See [`scripts/kube/setup-keueu.sh`](scripts/kube/setup-keueu.sh) to install Kueue and create the required `ResourceFlavor`, `ClusterQueue`, `LocalQueue`, and `PriorityClass` resources on your cluster.


# <a name="jupyter"></a>Jupyter Notebook Examples

Interactive notebooks are provided under [`examples/notebooks/client/`](examples/notebooks/client/).
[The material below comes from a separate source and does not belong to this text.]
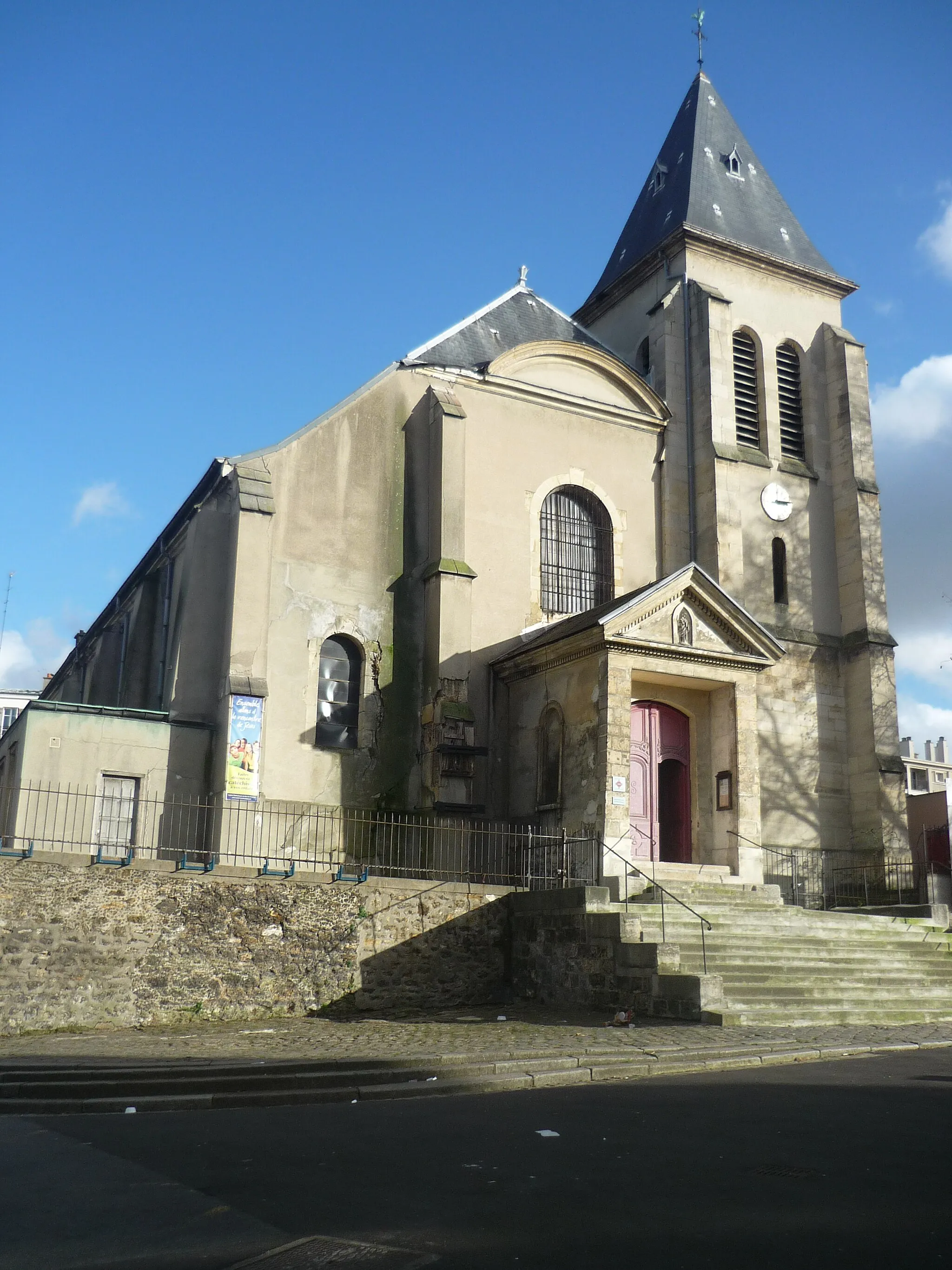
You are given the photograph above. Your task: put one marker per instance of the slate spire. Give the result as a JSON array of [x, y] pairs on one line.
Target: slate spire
[[707, 177]]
| Notebook | Description |
|---|---|
| [amsc_hello_world](examples/notebooks/client/amsc_hello_world.ipynb) | **Start here.** Walks through installation, credential setup, creating a `Client`/`Session`, submitting a job, monitoring with `session.wait()`, and cleanup with `session.destroy()`. |
| [amsc_gpt2_training_job](examples/notebooks/client/amsc_gpt2_training_job.ipynb) | Submits a GPT-2 training job to a remote IRI compute resource, polls for completion, and fetches log output. |
| [amsc_iri_multisite](examples/notebooks/client/amsc_iri_multisite.ipynb) | Demonstrates multi-site job submission across ESnet IRI East and West endpoints using a single session. |
| [amsc_iro_net_xfer](examples/notebooks/client/amsc_iro_net_xfer.ipynb) | Uses the AMSC-IRO backend to orchestrate networked data-transfer jobs with L2 network metadata. |

# <a name="airflow"></a>Apache Airflow Support

The [`airflow/`](airflow/) subdirectory provides custom Airflow operators for submitting and monitoring IRI compute jobs as part of larger data pipelines.

## Operators

- **`IriJobSubmitOperator`** — Plans, submits, and waits for an IRI job. Accepts `service_type`, `profile`, `executable`, `resources`, and `attributes`. Pushes `job_id` to XCom on completion.
- **`IriFetchOutputOperator`** — Downloads stdout/stderr from a completed job to a local directory.

## Quick Start

```bash
cd airflow/
bash setup_airflow.sh --start   # installs deps, initialises DB, launches standalone Airflow
```

Open [http://localhost:8080](http://localhost:8080), configure credentials in `~/.amscrot/credentials.yml`, then trigger the demo DAG (`esnet_iri_example` or `gpt2_training_job`) from the UI or via the REST API:

```bash
curl -X POST http://localhost:8080/api/v2/dags/esnet_iri_example/dagRuns \
     -H "Content-Type: application/json" \
     -u "admin:<password>" -d '{}'
```

See [`airflow/README.md`](airflow/README.md) for the full operator reference and configuration options.